The basis for Lineker’s argument was that Beckham had “‘given so much” to the Olympic bid that he deserved to be picked as one of three over-23 players in the squad. Whether deliberate or not, his actions rather plays to the British tendency to support the underdog, and somehow, despite a net worth of £160million and large-modelling-contract good looks, Beckham still qualifies as an underdog.
He’s not. He’s a footballer who has played for top flight clubs in England, Spain and Italy. He has represented his country more than 100 times. Whatever you think of his skills, he is a fierce competitor. Of course he wants to play. But no matter how hang dog an expression he can arrange his beautiful features into, he doesn’t want to be picked to play for his country through pity.
As a former competitor at the highest level himself, shouldn’ t Lineker know that? He seemed to in April, when he told BBC Radio 5Live “If you are going to pick the best three over-age players, then you would say no [to Beckham].”

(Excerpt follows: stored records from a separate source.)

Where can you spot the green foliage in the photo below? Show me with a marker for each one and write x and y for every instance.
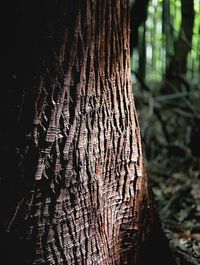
(161, 32)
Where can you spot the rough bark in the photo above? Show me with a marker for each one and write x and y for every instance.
(73, 177)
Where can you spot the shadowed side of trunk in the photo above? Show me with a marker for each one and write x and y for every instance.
(77, 188)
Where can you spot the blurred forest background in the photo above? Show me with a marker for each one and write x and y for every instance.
(165, 61)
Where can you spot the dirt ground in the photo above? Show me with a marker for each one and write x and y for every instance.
(170, 127)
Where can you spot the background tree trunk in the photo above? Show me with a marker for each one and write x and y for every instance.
(73, 177)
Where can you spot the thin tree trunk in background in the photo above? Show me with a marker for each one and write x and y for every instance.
(178, 63)
(167, 30)
(75, 190)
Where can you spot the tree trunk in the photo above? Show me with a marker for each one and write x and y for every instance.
(178, 63)
(73, 176)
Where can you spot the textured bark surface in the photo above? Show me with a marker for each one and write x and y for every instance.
(76, 188)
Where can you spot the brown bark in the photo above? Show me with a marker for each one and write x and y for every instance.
(76, 188)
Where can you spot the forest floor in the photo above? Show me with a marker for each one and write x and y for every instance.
(170, 127)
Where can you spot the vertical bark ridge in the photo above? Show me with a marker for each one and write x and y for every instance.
(86, 200)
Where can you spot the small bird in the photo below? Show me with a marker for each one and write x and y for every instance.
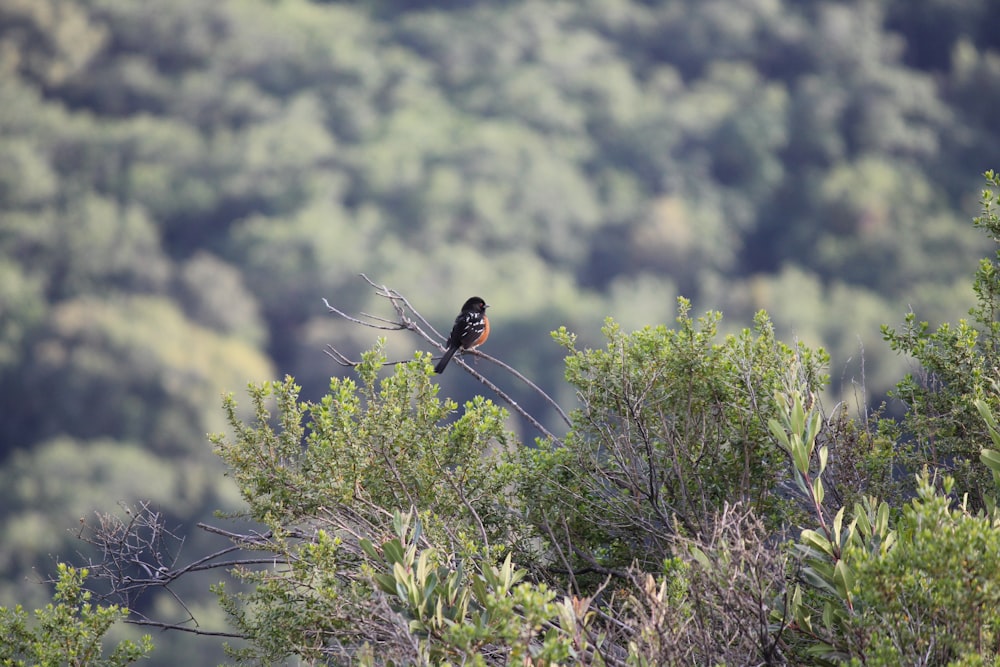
(471, 329)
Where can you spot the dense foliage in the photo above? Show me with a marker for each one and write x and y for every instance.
(179, 188)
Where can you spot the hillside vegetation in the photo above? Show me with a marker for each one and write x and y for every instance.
(180, 187)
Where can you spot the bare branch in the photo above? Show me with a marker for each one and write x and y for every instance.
(409, 318)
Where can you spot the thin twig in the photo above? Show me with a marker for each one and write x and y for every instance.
(409, 318)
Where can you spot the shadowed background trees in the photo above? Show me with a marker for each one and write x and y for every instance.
(179, 189)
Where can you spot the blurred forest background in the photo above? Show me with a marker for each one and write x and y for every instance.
(183, 182)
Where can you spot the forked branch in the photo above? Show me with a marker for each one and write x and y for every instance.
(409, 318)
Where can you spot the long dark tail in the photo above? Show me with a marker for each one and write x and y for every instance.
(448, 354)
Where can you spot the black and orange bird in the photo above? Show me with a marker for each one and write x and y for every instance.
(471, 329)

Whatever his reasons for changing his mind, the u-turn smacks a little of preempting the inevitable furor over the decision and aligning himself with popular opinion. Those who don’t follow football but do follow Beckham’s off-pitch adventures in the tabloids are bound to feel like he should be in the team. Many of those who follow football snort at the idea of a 37-year-old, who hasn’t played at the top-level consistently since 2009, turning out for a team who presumably hope to win something in an competitive international tournament.
Wayne Rooney was arguably picked to lead England’s line in Euro 2012 on the basis of past performances. That went really well, didn’t it?
If we can’t rely on the supposed ‘experts’ to make decisions without dragging emotion into the equation, we are never going to win anything as a country. We can all agree on that, surely?